At Jackson Elementary School in Auburn-Gresham, state prekindergarten teacher Evelyn Green learned to respond softly rather than sternly to youngsters who misbehave. At Reinberg Elementary in Portage Park, Sharon Hoglind was prompted to invent a new way to help her non-English-speaking students develop language and literacy skills.
Both teachers made the changes after conducting thorough self-appraisals as part of their schools’ bids for accreditation from the National Academy of Early Childhood Programs, an arm of the National Association for the Education of Young Children.
The self-study is the hardest part of the accreditation process, teachers say, because it forces them to look closely at how they do their jobs.
But once a program is accredited, says Bonnie Roelle, an early childhood education facilitator for the Chicago public schools, “It’s like the Good Housekeeping Seal of Approval. Accreditation means a program meets nationally recognized criteria for quality care and education.”
In Chicago, private preschools took the lead in seeking accreditation, while the public school system figured it didn’t need outside validation. In 1991, however, the system’s Department of Early Childhood Education decided that accreditation could be a route to program improvement. Since then, 17 of the 257 state prekindergarten programs in Chicago public schools have been accredited, and 25 more are going through the process.
The first step is the self-study. Teachers examine their programs, identifying what they teach, how they teach and whether what they do measures up to the National Academy’s standards. Then, teachers identify what they need to do to shore up any weaknesses. Parents also are asked to rate the program.
Next, an early childhood professional from the National Academy visits the school to determine whether the teacher’s description and ratings of the program are accurate. Finally, a three- person commission, comprised of early childhood professionals such as program administrators, teacher educators and researchers, reviews the self-study and the report from the site visit, and decides whether the program warrants accreditation.
For Hoglind, the process made her see that she wasn’t paying enough attention to language and literacy development.
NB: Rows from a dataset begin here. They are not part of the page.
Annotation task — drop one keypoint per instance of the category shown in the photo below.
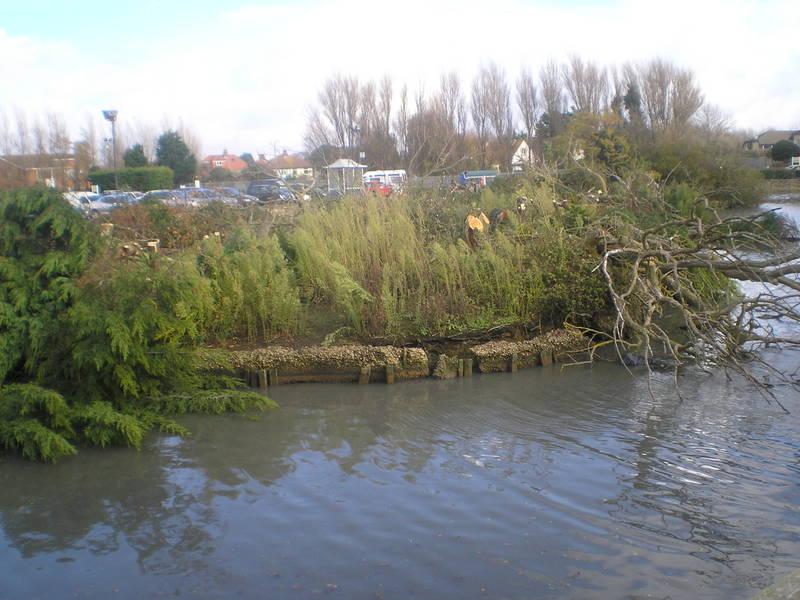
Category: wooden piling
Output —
(546, 357)
(467, 367)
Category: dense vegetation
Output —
(98, 336)
(94, 350)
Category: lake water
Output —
(581, 483)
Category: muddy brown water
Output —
(583, 483)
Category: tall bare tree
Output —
(385, 104)
(685, 98)
(586, 84)
(528, 102)
(23, 136)
(479, 111)
(552, 94)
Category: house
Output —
(522, 159)
(288, 166)
(52, 170)
(769, 138)
(231, 162)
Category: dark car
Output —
(238, 195)
(165, 196)
(270, 190)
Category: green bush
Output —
(142, 179)
(255, 295)
(95, 349)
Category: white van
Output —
(396, 180)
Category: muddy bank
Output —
(272, 365)
(559, 345)
(279, 364)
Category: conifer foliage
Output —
(95, 350)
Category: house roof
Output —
(211, 157)
(773, 136)
(345, 163)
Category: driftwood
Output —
(649, 273)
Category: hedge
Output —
(142, 179)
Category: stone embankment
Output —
(273, 365)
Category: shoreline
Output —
(274, 365)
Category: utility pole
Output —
(111, 116)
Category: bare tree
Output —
(58, 140)
(6, 136)
(586, 84)
(686, 97)
(650, 272)
(498, 102)
(670, 95)
(712, 122)
(528, 102)
(479, 110)
(401, 124)
(552, 94)
(23, 132)
(385, 104)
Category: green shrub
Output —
(142, 179)
(781, 173)
(254, 291)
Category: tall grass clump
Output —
(255, 294)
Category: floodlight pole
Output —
(111, 116)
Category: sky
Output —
(244, 74)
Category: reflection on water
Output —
(541, 484)
(538, 484)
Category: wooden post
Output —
(389, 373)
(546, 356)
(467, 367)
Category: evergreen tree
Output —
(134, 156)
(172, 152)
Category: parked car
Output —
(270, 190)
(240, 196)
(300, 191)
(164, 196)
(91, 205)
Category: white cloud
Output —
(245, 80)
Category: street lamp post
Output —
(111, 116)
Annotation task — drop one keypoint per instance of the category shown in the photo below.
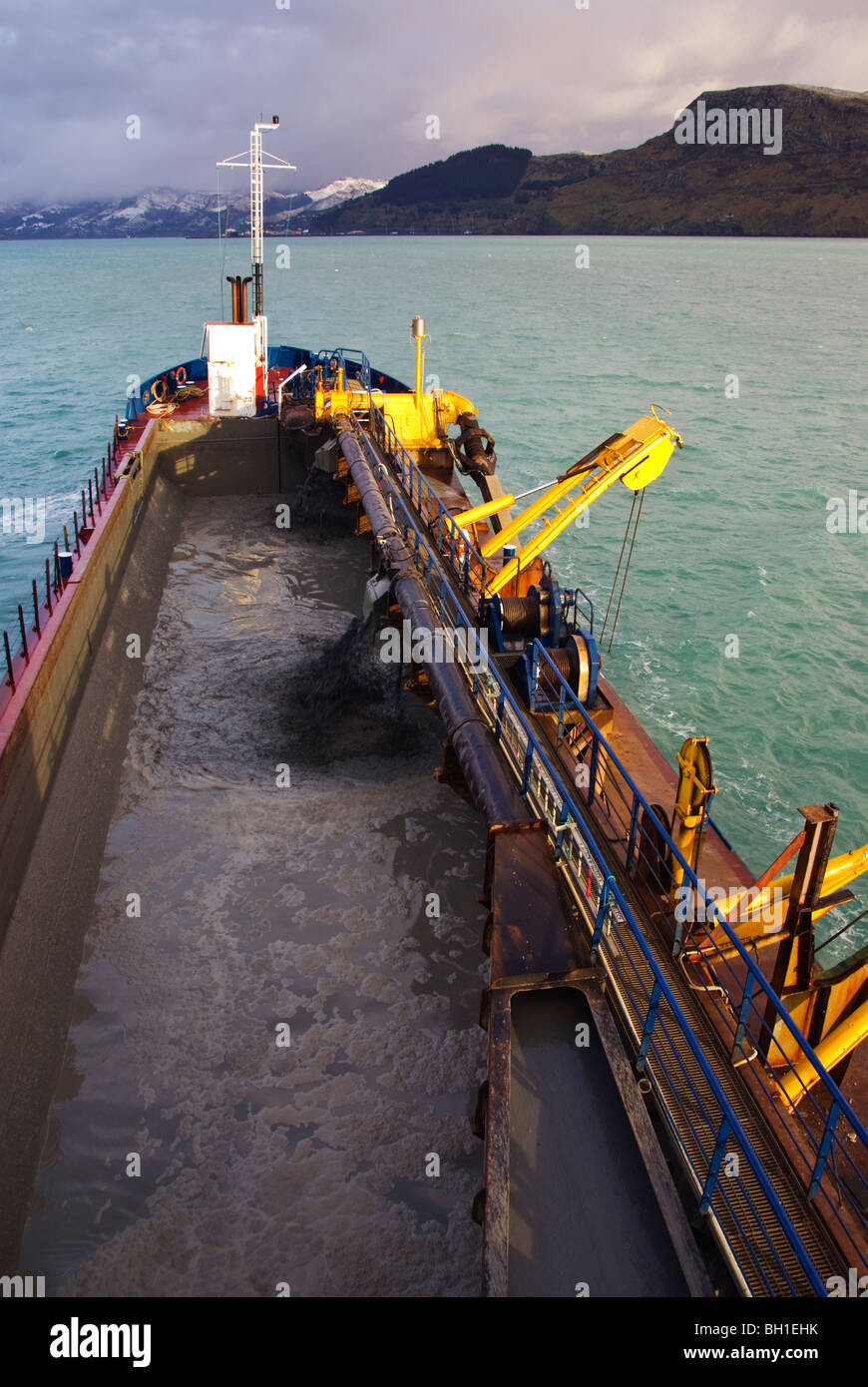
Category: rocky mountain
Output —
(706, 177)
(164, 211)
(745, 161)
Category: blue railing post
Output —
(601, 911)
(825, 1146)
(717, 1159)
(562, 703)
(561, 829)
(595, 756)
(632, 836)
(529, 761)
(650, 1024)
(743, 1012)
(534, 675)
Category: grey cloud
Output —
(355, 82)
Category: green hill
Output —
(817, 185)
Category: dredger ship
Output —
(674, 1080)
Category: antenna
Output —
(255, 166)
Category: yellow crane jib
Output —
(694, 789)
(636, 457)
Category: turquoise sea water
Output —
(733, 540)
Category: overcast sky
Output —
(354, 82)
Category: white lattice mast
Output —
(254, 163)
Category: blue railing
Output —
(739, 998)
(701, 1117)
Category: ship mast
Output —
(254, 163)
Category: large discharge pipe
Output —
(491, 789)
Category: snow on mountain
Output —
(164, 211)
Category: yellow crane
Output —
(636, 457)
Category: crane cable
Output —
(633, 540)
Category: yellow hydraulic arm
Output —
(636, 457)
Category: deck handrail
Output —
(583, 859)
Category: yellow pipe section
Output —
(774, 898)
(648, 437)
(831, 1050)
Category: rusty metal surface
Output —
(531, 929)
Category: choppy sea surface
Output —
(733, 539)
(745, 619)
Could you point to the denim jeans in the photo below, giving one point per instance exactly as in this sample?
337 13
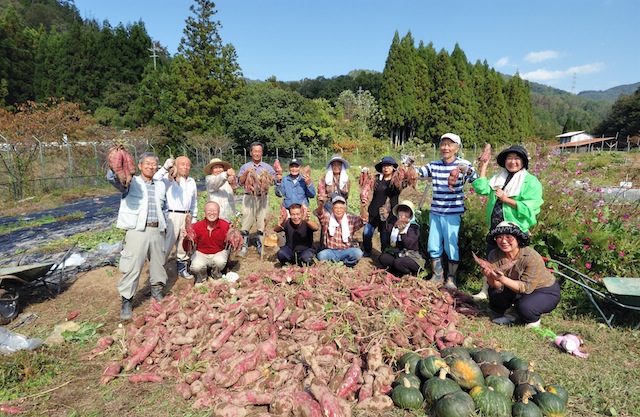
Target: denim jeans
349 256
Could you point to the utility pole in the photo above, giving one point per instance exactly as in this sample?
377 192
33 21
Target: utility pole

She had skirted that area, she explains, because 28 of her 36 students spoke other languages, including Spanish, Polish and Arabic, that she doesn’t speak. (Her aide speaks Italian.) The remedy she came up with was to have pupils “write” journals by drawing pictures.
“They draw a picture and tell us what it is. Even though they may tell us in their language, we figure out what they are saying either by looking at the picture or through their family members,” Hoglind relates. “At the beginning of the semester, we have some children that don’t say one word to us, but before long they are putting words together. I have really been seeing a difference since we started in March. The pictures are starting to get more elaborate, and they are telling stories in their journals.”
“I probably never would have thought up that idea if I hadn’t been trying to get accredited and was driven to come up with a solution.” she adds.
Green of Jackson Elementary says that she and her assistant came up short in the area of positive interaction with pupils, which contributes to all areas of a child’s growth and development.
“We had forgotten they were only 3, 4 and 5 years old,” she recalls. “Our kids really know how to push your buttons. We found that we were doing a lot of yelling and screaming and always using the ‘time-out’ chair,” where misbehaving children must sit to cool down.
Now, Green and her assistant speak in softer tones, bend down to speak at child’s-eye level and don’t “talk down” to the children. In place of the time-out chair, they ask unruly children themselves to find a place where they can be alone until they calm down. To make all children feel special, they also set up a schedule to ensure that two or three children get extra attention each day.
“We realized that quieter children may not have the teacher’s ear as much as some of the louder children. So, this way, each child gets noticed,” Green explains.
The accreditation process also asks teachers to look at their classrooms’ physical environment; here, too, Green found a need for improvement. First, she made her room cozier and more inviting by adding a rug and bean-bag chairs and by asking parents to make curtains. She also rearranged furniture and interest areas. For example, a loft that had been designated a “quiet area” was never used; so she converted it to a “discovery area,” with plants and a fish tank.
In the process of making all these changes, Green’s relationship with her assistant, Pearlie Billings, changed, too. “We watch each other and are more critical of each other, but in a constructive way,” she says. “She may tell me, ‘You spent more time on the phone and on paperwork than with the kids today.’ So I don’t let that happen again.”
Green and Hoglind say the accreditation process also opened their eyes to little things that make a difference.
For instance, while Hoglind and her students were good about washing their hands before meals, they had not been as diligent about hand-washing before using the water table, which children use to play with water toys. Hoglind also sometimes sat in the middle of the classroom, where she couldn’t see all the children. “I would miss some things that were going on in the room, but didn’t realize why,” she recalls. “Before the self-analysis, I had never even thought of that.”
Now, Green thinks she and her assistant should do a self-study every year. “If we don’t get accredited, I still think we have gotten better for our efforts,” she concludes.
For more information about the accreditation process, costs and eligibility, call the National Academy of Early Childhood Programs at (800) 424-2460.
Following these interviews, Reinberg’s preschool received accreditation. Jackson hopes it will be prepared to request a site visit in October.